Christina's daughter is Teresita Naranjo; Teresita's daughter is Stella Chavarria.

ZIA: Potters mix a variety of clays and their slip is a creamier color than that of Acoma potters. Rainbow bands and Zia birds are hallmark designs.

Potters include Sofia Medina, Vincentita Pino and Dominguita Pino.

No discussion of potters could be complete without a mention of Helen Cordero of Cochiti Pueblo, creator of sculptured figures and groups of figures such as Nativity scenes and “The Storyteller and the Children.” Also at Cochiti are skilled bowl and pot makers such as Juanita Arquero, Seferina Ortiz and Frances Suina.

The results obtained by some of these potters often can put to shame the painstaking cloisonne of the ancient Chinese, the miscroscopic mosiac and intaglio of the old Florentine craftsmen, the etching of Czech crystal artisans — or even the mathematical calculations of an electronic computer.

Yet, the potters begin with coils of wet clay mined from areas near their homes. From this they form pots, bowls, jugs or ollas, then the form is slipped with a thinner clay and polished with a stone.
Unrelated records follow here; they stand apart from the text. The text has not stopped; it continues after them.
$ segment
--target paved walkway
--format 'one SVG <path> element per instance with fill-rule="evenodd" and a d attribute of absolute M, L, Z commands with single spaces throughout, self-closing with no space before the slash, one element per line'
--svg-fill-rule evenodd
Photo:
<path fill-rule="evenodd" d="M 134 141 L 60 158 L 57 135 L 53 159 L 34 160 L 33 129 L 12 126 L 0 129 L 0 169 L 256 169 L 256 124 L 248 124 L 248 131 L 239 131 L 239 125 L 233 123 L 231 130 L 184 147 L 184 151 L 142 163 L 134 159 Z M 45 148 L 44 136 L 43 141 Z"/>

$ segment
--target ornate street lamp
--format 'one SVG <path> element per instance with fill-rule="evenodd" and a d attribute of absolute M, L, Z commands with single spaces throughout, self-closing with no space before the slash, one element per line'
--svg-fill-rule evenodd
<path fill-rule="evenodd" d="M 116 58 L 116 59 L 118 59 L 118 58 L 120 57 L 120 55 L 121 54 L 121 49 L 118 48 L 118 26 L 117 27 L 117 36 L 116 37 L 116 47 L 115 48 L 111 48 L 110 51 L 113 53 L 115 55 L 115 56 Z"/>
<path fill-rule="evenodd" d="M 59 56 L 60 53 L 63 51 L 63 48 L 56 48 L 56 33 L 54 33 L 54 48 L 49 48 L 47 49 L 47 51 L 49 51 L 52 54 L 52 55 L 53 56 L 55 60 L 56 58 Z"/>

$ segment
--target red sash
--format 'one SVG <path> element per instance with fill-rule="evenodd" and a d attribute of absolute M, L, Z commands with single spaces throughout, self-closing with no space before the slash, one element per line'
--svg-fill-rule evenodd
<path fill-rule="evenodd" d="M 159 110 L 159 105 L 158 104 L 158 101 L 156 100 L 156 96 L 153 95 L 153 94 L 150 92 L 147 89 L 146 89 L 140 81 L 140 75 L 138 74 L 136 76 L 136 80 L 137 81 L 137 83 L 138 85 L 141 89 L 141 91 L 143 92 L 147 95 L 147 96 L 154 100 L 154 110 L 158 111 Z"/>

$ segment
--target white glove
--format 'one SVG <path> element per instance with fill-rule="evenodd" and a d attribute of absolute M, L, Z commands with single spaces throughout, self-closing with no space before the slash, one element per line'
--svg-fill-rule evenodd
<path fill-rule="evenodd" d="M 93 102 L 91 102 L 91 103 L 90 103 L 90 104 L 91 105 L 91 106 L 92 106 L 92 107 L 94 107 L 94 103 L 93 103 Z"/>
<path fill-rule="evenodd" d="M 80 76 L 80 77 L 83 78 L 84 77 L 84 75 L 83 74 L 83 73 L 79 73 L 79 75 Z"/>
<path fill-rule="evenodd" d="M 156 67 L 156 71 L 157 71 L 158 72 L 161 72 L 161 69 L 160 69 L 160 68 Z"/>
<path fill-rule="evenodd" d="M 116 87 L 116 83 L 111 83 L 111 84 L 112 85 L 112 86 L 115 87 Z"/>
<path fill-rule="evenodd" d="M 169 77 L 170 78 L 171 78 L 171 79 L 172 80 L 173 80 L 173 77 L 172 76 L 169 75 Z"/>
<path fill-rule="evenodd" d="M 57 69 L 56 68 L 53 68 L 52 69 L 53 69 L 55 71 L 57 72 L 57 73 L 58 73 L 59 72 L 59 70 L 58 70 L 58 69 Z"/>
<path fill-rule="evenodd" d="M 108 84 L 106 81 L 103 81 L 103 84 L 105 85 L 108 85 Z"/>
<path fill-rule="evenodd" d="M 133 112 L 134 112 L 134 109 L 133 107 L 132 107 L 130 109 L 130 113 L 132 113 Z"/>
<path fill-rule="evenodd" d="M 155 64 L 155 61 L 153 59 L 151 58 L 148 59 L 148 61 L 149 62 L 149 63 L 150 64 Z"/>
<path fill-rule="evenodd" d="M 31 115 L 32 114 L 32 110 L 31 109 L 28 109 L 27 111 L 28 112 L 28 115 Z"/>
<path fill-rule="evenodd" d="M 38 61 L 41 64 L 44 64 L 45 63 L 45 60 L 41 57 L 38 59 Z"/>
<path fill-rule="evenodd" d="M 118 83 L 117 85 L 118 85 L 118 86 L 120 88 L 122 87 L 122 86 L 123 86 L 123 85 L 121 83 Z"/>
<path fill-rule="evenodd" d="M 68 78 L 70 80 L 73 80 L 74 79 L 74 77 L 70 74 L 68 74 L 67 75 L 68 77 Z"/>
“I've seen Grace Medicine Flower and Blue Corn spend a whole day polishing the wet slip that way, keeping the slip damp with saliva,” Spivey says.
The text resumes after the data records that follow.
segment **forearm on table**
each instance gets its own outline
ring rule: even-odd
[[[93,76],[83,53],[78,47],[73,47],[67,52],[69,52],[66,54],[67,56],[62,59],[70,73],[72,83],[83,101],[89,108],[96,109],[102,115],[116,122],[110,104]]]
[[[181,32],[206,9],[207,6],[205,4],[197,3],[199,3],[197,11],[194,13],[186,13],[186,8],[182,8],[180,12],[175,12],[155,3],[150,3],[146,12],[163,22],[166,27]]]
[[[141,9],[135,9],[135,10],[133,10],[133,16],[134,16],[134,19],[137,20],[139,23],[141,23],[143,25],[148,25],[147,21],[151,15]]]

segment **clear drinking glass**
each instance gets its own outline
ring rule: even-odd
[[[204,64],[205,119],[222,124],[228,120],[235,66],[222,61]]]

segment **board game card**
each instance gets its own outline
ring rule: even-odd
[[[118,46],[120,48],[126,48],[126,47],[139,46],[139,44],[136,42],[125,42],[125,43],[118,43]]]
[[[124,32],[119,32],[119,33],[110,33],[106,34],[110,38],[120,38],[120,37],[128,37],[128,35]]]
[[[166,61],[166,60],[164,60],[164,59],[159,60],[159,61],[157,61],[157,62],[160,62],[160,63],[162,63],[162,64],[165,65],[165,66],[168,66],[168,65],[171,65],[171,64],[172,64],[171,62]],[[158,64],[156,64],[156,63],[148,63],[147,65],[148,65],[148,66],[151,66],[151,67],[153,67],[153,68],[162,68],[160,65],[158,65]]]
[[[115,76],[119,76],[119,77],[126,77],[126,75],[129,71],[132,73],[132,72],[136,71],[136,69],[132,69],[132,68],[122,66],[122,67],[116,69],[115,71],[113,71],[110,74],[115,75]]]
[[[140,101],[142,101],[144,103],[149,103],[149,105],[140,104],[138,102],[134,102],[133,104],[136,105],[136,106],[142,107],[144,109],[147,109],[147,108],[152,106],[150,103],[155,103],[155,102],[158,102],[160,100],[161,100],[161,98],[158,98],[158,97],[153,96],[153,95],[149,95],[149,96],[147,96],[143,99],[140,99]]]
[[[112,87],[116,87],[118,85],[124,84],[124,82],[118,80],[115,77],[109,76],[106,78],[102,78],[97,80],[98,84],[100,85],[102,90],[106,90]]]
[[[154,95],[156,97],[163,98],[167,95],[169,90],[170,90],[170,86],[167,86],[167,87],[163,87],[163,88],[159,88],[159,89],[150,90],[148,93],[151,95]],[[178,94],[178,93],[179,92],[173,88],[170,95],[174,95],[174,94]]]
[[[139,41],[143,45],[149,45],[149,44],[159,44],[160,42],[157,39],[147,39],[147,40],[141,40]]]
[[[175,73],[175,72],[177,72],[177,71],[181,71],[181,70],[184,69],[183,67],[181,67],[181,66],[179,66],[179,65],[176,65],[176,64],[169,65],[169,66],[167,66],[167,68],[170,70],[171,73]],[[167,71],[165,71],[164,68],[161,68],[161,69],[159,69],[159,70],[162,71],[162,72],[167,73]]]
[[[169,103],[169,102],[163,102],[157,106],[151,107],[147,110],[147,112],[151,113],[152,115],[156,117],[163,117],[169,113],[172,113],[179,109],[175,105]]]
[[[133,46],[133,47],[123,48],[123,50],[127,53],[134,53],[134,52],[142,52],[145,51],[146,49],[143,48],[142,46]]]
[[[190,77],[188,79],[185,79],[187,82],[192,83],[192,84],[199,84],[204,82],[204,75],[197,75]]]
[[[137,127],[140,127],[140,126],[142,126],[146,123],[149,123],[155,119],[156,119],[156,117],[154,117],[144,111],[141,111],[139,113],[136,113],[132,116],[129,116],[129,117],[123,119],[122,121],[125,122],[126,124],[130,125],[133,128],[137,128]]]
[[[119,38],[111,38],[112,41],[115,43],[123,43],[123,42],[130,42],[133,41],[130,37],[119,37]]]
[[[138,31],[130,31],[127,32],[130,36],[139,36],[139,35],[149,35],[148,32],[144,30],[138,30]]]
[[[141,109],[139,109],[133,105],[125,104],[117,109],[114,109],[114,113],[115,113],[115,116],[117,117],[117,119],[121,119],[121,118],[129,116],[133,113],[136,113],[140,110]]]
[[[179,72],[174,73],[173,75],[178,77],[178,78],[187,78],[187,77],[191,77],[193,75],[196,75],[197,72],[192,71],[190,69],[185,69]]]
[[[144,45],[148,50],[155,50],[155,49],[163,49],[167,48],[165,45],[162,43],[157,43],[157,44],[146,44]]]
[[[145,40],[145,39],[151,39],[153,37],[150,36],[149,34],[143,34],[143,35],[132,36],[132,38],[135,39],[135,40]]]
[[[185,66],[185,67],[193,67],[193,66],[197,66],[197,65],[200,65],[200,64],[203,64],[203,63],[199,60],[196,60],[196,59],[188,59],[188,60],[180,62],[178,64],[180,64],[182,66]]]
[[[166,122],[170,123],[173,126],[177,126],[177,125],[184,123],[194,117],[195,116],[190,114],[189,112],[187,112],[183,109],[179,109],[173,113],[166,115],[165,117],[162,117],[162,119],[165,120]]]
Other notable Santa Clara potters are Margaret and Luther Gutierrez; Pula, Petra, and Lois Gutierrez; Belen Tapia, Helen Shupla, Haungoah, Anita Suazo, Minnie Vigil, Angel Baca, Flora and Madeline Naranjo, Frances Salazar and Legoria Tafoya.

SAN ILDEFONSO: Potters use manure in the firing process to achieve a distinctive black color. Black designs on matte black pots; gunmetal black with no design; and carving, etching, set stones and sophisticated forms are notable for this area.

Also notable here is yet another family tree dripping with famous branches, twigs and sprouts.

Trunk of the tree is the world-renowned Maria and her late husband Julian Martinez.

The pair, who first produced polychrome pots, were asked by archaeologists to reproduce black pottery, such as that found in excavated ruins. After experimentation, they did. That was in 1919 and thus began the stock-in-trade of San Ildefonso potters.

Two of their sons carried on the pottery tradition: One is Adam, who married and collaborated with Santana, who in turn collaborated with Maria herself; the other is the late Popovi Da, who also signed jointly with his mother.

Adam and Santana's daughter is Anita Pino; Anita's daughter is Barbara Gonzales.

Popovi's son is Tony Da.

Other outstanding San Ildefonso potters, many of whom, like Tony Da, no longer produce only the traditional black pottery, include: Blue Corn, Helen Gutierrez, Angelita Sanchez, Isabel Atencio, Margaret Lou Gutierrez, Josephine Vigil, Tse-Pe and Dora, and their daughter, Rose Gonzales.

But artistry — plain arty artistry — is an inherent quality of potters, too, if one considers the numbers of painters in potter's families: Raymond Naha is a descendant of Nampeyo; Dan Nahmingha is the son of Dextra Quotskuyva; Isabel Atencio, who is a branch of Maria and Julian's family tree, is the mother of Gilbert Atencio; Margaret Lou Gutierrez' brother is J. D. Roybal; Legoria Tafoya's sister is Pablita Velarde and her niece is Helen Hardin; Sofia Medina's husband is Rafael Medina . . . et cetera, et cetera.